6 thoughts on “First public Arch:e5 repository published

  1. Interesante. lo felicito, la verdad segui los pasos que usted indica pero no me sirvio, me decia que hubo fallos en detectar el repo, es decir, ni con Pacman -Syu ni con pacstrap me funciono.
    No se si es la distancia del guion en medio de e5-skel que en mi compu queda muy pegado, pero el error que arroja es que no detecta el repo.
    Alguna idea?

    • Hi, Julio! Sorry for the delay of my reply, but I was busy on the weekend. Also I don’t really understand Spanish (learned some Italian years ago, but that’s unfortunately all I can offer when it comes to Romanic languages!) However it was not too hard to guess what you wrote.
      All the E5 repositories were broken since my last update (for some reason the symlinks to the repo’s db files didn’t get uploaded). I’ve just fixed it. Now pacman (or pacstrap) should be able to access all of them (e5-skel, e5-default, e5-devel, e5-extra, e5-tex, e5-x11, e5-fltk and e5-gtk). And thanks for reporting the problem!
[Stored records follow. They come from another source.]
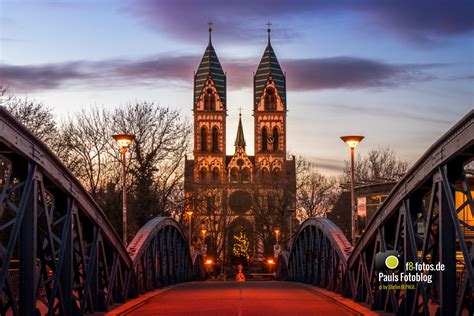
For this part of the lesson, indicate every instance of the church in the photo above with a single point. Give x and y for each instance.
(242, 205)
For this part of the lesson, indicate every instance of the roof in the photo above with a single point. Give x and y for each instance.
(210, 65)
(269, 65)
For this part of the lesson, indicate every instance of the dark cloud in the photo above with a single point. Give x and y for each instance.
(105, 73)
(42, 77)
(423, 22)
(304, 74)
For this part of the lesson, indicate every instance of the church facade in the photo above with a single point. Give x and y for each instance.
(239, 200)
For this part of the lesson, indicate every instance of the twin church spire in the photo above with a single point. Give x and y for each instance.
(210, 107)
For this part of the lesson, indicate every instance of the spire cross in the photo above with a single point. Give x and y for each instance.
(269, 29)
(210, 29)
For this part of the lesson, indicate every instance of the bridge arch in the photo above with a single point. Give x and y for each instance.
(71, 260)
(419, 220)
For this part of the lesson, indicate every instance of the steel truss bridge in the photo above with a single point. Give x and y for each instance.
(419, 220)
(60, 255)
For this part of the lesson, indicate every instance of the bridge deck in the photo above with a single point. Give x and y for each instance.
(231, 298)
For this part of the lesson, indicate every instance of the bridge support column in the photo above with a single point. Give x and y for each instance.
(28, 249)
(447, 254)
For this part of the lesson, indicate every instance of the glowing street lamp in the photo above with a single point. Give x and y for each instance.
(352, 141)
(124, 141)
(277, 234)
(190, 214)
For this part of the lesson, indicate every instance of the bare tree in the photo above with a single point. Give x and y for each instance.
(315, 193)
(86, 147)
(37, 117)
(158, 151)
(154, 167)
(379, 166)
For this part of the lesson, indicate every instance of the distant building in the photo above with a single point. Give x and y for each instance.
(368, 197)
(239, 199)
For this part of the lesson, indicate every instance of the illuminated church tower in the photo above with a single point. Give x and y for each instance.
(228, 194)
(270, 113)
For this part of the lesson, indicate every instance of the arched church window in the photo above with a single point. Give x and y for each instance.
(213, 102)
(275, 139)
(203, 175)
(203, 138)
(215, 175)
(207, 102)
(246, 175)
(275, 175)
(234, 175)
(270, 99)
(264, 139)
(264, 175)
(215, 140)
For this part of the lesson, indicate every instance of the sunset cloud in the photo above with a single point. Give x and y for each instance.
(342, 72)
(423, 22)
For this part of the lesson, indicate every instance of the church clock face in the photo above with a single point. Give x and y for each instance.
(240, 202)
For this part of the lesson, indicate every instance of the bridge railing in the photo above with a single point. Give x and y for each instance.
(421, 221)
(59, 254)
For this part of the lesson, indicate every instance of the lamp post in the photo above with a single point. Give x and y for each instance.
(352, 141)
(277, 234)
(190, 214)
(204, 249)
(124, 141)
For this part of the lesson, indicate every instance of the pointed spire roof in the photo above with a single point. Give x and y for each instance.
(240, 140)
(210, 66)
(269, 65)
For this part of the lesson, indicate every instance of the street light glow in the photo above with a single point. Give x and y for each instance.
(270, 261)
(209, 261)
(352, 141)
(124, 140)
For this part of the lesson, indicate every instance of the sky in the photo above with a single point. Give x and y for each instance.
(399, 72)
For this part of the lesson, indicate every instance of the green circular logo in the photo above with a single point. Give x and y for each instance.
(391, 262)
      • Ok, I used your repo again, but it failed, some packages can’t be downloaded.

        So that I installed archlinux in the old form.
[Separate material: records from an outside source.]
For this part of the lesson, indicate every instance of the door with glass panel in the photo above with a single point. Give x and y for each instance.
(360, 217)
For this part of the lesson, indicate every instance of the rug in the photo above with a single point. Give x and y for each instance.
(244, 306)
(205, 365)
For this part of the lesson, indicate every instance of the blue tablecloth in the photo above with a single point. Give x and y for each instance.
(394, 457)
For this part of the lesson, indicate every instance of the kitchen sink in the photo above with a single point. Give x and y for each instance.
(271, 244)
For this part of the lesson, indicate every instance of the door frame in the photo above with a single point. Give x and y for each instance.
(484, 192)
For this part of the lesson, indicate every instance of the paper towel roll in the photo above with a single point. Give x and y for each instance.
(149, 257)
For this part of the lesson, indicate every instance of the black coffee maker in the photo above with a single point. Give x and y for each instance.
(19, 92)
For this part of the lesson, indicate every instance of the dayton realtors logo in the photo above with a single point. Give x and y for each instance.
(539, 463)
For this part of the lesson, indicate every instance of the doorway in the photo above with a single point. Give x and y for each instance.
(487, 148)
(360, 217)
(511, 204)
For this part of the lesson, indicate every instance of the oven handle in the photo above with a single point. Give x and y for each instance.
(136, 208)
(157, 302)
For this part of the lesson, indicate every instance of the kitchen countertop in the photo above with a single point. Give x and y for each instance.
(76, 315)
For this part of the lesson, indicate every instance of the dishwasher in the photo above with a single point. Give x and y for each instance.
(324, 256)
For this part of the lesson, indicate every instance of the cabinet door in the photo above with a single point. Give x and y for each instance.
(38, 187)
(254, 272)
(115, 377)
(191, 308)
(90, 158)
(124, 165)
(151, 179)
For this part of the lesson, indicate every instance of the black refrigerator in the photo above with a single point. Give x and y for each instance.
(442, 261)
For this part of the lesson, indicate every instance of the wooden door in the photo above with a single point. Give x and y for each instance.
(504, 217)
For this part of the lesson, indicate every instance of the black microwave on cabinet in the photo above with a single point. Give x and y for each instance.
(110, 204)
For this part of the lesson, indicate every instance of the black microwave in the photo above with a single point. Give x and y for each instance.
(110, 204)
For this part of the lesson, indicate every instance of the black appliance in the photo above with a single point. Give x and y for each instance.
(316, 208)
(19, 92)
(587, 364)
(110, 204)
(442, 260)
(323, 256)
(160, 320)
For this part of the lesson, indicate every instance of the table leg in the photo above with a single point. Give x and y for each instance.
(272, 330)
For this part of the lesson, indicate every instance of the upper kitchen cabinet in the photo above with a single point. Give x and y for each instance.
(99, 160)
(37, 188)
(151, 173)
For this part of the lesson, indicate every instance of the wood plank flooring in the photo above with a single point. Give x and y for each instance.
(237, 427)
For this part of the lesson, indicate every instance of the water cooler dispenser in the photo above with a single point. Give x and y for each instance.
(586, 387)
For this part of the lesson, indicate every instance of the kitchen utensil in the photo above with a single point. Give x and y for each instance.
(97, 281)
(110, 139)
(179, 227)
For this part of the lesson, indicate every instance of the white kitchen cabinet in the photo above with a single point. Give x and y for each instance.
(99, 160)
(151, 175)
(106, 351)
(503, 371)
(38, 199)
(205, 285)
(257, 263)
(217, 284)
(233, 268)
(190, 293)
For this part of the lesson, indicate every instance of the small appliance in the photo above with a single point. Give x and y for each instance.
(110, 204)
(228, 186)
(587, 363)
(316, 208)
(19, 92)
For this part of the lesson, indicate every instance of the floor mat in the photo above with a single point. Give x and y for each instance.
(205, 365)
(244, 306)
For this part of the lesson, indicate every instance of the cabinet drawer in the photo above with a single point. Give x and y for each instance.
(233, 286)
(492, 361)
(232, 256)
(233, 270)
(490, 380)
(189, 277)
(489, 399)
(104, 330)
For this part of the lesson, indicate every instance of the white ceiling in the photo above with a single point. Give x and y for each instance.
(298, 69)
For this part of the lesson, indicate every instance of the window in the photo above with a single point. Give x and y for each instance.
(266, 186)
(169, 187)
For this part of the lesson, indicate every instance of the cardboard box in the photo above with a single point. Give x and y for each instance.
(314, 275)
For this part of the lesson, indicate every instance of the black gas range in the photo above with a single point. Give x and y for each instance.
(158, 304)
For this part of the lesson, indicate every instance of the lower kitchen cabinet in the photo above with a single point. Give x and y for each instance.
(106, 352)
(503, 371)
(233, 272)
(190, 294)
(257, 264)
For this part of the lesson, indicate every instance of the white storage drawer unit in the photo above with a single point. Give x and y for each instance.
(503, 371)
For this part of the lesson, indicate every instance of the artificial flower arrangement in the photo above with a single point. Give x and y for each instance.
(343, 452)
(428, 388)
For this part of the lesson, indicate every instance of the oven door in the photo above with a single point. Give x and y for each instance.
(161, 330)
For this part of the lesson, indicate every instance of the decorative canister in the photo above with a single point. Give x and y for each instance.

  2. Hi Julio! Looks like there were a few more things messed up. Even if all the files would have been accessable, the db pointed to a broken kernel that could not boot properly… Now everything should finally be fixed (and I’ll avoid touching these repos again). I’ve installed a base and base-devel system from the repos and everything is working. The pacman package has been updated to include the x11, fltk and gtk repositories, too, and the ede package has been fixed. So for historical purposes, E5 will remain online for a while.

  3. very interesting, i’m working with runit on arch too. Perhaps provide your pkgbuilds on github will be appreciate to known exactly what you are doing. just an idea.
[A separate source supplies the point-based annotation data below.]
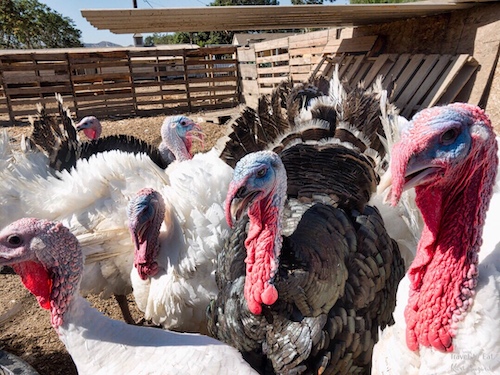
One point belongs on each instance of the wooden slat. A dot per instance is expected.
(394, 73)
(258, 17)
(426, 85)
(416, 80)
(459, 82)
(444, 82)
(376, 68)
(407, 73)
(246, 54)
(351, 45)
(353, 70)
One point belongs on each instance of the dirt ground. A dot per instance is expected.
(25, 329)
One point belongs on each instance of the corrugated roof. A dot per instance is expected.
(128, 21)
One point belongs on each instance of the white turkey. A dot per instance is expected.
(448, 305)
(177, 231)
(58, 139)
(91, 200)
(49, 260)
(309, 273)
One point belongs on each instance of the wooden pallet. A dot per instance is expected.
(418, 81)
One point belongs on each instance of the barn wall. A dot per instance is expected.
(474, 31)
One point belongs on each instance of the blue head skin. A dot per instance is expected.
(177, 133)
(145, 213)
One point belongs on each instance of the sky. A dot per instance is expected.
(90, 34)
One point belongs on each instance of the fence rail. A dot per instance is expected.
(120, 82)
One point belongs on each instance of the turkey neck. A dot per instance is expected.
(444, 273)
(263, 246)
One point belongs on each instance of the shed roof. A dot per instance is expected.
(128, 21)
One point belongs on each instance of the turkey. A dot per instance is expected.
(97, 215)
(309, 273)
(63, 147)
(177, 231)
(90, 126)
(448, 305)
(49, 261)
(173, 279)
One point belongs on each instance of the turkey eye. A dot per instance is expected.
(449, 136)
(261, 172)
(14, 240)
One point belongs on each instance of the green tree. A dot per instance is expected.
(30, 24)
(225, 3)
(309, 2)
(380, 1)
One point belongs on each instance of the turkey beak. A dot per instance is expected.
(82, 125)
(196, 132)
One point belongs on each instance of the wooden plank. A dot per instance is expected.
(446, 78)
(248, 71)
(415, 82)
(250, 87)
(407, 73)
(307, 39)
(246, 54)
(271, 80)
(459, 82)
(285, 69)
(281, 43)
(353, 69)
(426, 85)
(375, 70)
(345, 65)
(300, 77)
(351, 45)
(363, 69)
(300, 69)
(272, 59)
(396, 69)
(306, 51)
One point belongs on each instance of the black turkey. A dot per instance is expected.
(309, 273)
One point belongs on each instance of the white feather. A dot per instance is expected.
(477, 341)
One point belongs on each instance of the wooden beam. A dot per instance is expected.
(129, 21)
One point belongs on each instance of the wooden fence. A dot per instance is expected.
(127, 82)
(265, 64)
(121, 82)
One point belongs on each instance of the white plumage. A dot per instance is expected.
(48, 259)
(193, 231)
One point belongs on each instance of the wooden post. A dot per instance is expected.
(73, 93)
(7, 97)
(186, 79)
(132, 83)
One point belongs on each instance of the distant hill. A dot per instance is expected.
(101, 44)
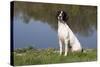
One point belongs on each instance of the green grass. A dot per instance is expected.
(30, 56)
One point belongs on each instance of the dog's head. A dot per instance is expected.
(62, 16)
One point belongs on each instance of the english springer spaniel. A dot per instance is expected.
(66, 36)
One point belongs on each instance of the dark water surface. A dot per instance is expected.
(35, 24)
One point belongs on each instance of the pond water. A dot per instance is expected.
(35, 24)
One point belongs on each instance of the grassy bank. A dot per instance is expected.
(31, 56)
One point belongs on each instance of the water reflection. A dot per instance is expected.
(36, 23)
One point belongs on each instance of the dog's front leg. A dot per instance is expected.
(60, 45)
(66, 47)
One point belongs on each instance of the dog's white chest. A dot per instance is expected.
(62, 30)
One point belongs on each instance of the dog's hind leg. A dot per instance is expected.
(60, 45)
(66, 47)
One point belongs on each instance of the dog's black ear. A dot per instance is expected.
(65, 16)
(57, 13)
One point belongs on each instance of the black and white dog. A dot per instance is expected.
(66, 36)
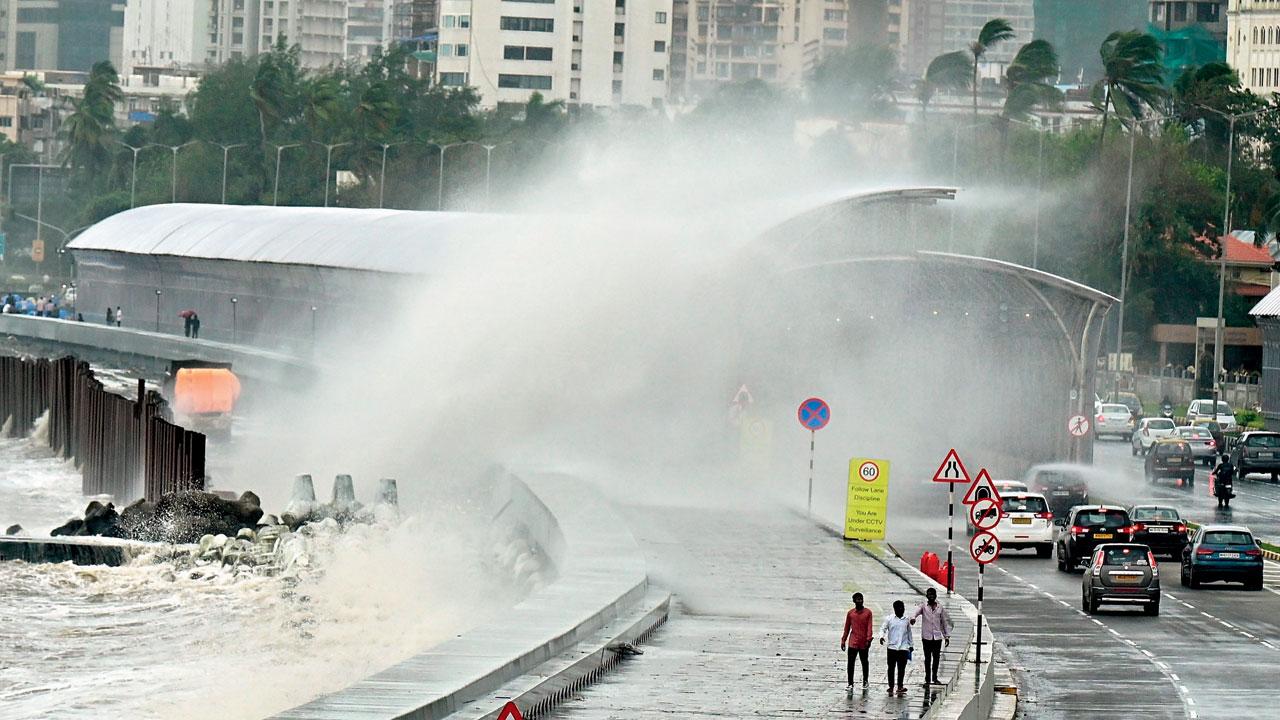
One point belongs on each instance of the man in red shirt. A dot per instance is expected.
(856, 637)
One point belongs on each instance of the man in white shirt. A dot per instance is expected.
(897, 633)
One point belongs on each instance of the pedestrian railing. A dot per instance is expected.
(124, 447)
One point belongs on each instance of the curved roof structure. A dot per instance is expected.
(388, 241)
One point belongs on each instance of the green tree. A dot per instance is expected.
(993, 31)
(950, 71)
(1132, 77)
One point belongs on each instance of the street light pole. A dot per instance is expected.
(275, 188)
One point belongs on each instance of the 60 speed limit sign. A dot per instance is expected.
(868, 472)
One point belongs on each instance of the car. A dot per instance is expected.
(1148, 431)
(1201, 441)
(1112, 419)
(1121, 573)
(1088, 527)
(1159, 527)
(1063, 486)
(1223, 552)
(1129, 400)
(1257, 451)
(1025, 523)
(1170, 459)
(1203, 409)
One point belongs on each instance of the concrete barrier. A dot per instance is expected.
(599, 577)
    • Hi, Eric! This is all very old stuff by now – I did this more than 1.5 years ago and never updated the PKGBUILD files. Basically I eliminated systemd stuff from all packages and tried to use clang as the compiler (or dragonegg if clang wouldn’t work).

      While I was pretty happy with how far I got with this (I had a fully graphical system with two desktop environments to choose from), not too many people were interested in the project. So I didn’t invest any more time to actually maintain things further and closed the project after accomplishing what I wanted to accomplish.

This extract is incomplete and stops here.